The Smart Techie was renamed Siliconindia India Edition starting Feb 2012 to continue the nearly two decade track record of excellence of our US edition.

Life After Merger

Subhash Desai
Friday, February 28, 2003
Subhash Desai
A YEAR AGO, ICICI WAS JUST ANOTHER BANK, among a pantheon of others in the Indian banking segment. However, one bold move saw the bank being catapulted into the top ranks of banks in the world. When the Reserve Bank of India approved the reverse merger of ICICI with ICICI Bank, not only did it create India’s largest private sector bank, but also paved the way for what might someday become the first global Indian bank.

“It’s not easy to drive the $19.8-billion merged entity when the economy is sluggish. We still have some unfinished agenda on hand. Although the merger has been highly rewarding, it is in a gradual showdown to convert its potential into real monetary values,” says K. V. Kamath, the chairman and managing director of ICICI Bank (NYSE:IBN), who orchestrated the reverse merger with ICICI in March 2002.

What had occupied Kamath’s mind most then was managing the entire retail resource mobilization in such a way that the institution would not end up paying high cost for retail liability; and, coughing up a mandatory investment of $4,166 million in government of India securities as per the Reserve Bank of India guidelines.

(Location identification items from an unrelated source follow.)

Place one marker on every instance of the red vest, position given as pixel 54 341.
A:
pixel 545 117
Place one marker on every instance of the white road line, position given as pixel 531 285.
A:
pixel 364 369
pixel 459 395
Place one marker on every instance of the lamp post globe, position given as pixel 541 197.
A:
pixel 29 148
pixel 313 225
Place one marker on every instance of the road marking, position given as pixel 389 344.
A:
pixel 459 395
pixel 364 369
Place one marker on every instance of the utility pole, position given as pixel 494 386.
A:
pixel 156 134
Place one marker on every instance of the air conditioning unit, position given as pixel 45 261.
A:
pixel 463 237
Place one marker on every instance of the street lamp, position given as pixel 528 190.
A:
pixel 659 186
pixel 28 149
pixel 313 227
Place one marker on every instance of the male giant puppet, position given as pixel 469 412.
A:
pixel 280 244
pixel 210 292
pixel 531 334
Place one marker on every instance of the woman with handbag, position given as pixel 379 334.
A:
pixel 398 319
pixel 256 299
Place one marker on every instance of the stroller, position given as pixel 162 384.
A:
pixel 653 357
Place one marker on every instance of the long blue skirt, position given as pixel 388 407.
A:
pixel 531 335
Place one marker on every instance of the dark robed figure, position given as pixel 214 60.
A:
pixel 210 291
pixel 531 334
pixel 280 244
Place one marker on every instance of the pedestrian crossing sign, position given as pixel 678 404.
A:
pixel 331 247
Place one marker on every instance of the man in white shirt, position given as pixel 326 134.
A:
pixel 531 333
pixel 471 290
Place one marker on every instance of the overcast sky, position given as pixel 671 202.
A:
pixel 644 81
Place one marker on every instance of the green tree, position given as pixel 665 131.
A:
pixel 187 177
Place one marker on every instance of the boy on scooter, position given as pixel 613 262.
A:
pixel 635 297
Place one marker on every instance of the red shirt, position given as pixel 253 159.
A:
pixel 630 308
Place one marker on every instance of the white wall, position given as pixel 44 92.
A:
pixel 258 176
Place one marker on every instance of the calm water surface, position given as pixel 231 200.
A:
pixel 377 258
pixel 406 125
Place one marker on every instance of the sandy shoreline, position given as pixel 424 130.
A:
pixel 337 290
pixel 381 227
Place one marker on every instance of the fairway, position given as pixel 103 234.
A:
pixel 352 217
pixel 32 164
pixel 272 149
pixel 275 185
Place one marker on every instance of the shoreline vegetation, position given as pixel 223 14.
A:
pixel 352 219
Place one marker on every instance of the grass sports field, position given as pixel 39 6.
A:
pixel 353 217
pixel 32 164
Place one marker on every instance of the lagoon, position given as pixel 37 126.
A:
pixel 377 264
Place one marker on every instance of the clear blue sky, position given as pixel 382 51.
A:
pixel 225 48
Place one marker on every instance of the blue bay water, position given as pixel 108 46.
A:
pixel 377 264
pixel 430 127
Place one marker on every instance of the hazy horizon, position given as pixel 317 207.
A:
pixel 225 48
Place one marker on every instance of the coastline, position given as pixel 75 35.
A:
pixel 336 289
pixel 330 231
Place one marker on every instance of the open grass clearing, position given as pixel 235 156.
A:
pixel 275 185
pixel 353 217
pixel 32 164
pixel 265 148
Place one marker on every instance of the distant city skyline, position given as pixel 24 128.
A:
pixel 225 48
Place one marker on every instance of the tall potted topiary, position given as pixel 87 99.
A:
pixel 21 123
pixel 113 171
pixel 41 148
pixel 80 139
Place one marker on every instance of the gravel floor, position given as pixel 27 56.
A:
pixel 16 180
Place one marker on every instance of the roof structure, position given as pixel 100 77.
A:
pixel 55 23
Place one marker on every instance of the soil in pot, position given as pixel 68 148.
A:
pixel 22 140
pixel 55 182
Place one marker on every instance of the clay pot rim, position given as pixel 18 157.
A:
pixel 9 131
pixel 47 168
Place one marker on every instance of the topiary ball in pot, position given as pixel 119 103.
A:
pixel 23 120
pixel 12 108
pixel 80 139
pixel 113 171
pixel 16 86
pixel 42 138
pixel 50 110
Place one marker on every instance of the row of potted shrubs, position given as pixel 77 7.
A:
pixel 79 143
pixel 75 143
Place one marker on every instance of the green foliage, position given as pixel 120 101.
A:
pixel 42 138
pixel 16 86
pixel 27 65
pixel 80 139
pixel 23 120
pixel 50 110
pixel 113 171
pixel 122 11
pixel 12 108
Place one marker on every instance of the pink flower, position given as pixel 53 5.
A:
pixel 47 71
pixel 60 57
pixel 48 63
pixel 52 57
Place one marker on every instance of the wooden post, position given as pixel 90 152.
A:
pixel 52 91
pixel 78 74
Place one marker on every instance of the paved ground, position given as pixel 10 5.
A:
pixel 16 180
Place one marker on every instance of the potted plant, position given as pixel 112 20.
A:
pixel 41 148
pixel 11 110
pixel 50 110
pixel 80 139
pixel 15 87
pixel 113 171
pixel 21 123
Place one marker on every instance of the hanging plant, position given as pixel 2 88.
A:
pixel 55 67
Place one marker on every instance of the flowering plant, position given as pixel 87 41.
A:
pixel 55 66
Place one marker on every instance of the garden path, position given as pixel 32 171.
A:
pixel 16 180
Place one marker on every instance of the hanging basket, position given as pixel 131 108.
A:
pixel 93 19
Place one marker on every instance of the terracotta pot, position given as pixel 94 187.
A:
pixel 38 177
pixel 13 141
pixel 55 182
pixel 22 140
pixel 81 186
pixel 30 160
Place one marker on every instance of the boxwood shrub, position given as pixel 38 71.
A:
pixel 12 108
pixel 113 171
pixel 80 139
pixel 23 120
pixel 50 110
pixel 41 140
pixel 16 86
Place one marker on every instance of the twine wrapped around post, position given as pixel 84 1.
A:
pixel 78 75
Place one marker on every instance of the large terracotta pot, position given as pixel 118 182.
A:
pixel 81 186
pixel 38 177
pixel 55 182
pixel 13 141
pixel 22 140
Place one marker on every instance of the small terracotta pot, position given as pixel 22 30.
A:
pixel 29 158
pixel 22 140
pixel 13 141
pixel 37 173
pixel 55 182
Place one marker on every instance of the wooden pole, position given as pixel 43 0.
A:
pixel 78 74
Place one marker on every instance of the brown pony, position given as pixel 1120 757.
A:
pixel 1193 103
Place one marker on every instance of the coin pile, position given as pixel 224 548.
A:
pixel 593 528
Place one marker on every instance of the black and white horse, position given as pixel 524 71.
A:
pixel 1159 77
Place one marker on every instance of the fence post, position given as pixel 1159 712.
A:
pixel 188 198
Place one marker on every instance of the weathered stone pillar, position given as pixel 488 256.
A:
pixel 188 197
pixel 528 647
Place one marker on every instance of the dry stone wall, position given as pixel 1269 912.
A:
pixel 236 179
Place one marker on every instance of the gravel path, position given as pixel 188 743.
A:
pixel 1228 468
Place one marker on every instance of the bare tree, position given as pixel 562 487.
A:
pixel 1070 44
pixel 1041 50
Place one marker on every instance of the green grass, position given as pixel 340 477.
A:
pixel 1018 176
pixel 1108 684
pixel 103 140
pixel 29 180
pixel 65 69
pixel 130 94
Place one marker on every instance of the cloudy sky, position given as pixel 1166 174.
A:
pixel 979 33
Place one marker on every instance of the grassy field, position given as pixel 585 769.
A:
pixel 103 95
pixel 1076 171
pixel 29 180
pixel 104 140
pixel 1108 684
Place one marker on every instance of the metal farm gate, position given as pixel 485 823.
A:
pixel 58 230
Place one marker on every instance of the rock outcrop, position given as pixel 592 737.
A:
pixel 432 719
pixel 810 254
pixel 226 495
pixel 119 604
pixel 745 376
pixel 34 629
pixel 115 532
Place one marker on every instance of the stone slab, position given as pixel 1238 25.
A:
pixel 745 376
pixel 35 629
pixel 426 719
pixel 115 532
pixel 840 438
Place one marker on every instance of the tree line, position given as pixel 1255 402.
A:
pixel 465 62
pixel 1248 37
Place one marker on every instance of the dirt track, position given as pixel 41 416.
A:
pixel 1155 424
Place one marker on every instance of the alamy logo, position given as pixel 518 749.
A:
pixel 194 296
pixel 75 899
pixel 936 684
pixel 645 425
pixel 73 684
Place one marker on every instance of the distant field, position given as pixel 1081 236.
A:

“Rustling up huge money—a mandatory investment—to meet the statutory requirements was a tangible challenge. We raised some ourselves and sold-off part of the assets for the rest,” says Kalpana Morparia, executive director of ICICI Bank. At the same time, she had to personally oversee integrating the bank’s different departments into one single entity in a seamless manner, mapping compensation structure and re-creating new organizational hierarchies.

The bank also had to sell some quality paper and resort to high-cost borrowings that were needed to meet liquidity requirements. The result was the twin blow: Lower profits $42 million, and a magnification of the bad assets, much of which has been inherited from the former financial institution. However, Morparia affirms, “In 18 months, that is by September 2004, the bank won’t be talking any longer about my legacy non-productivity assets. We would have reined in our non-productivity liability levels to the international benchmark of 1-2 per cent by then.”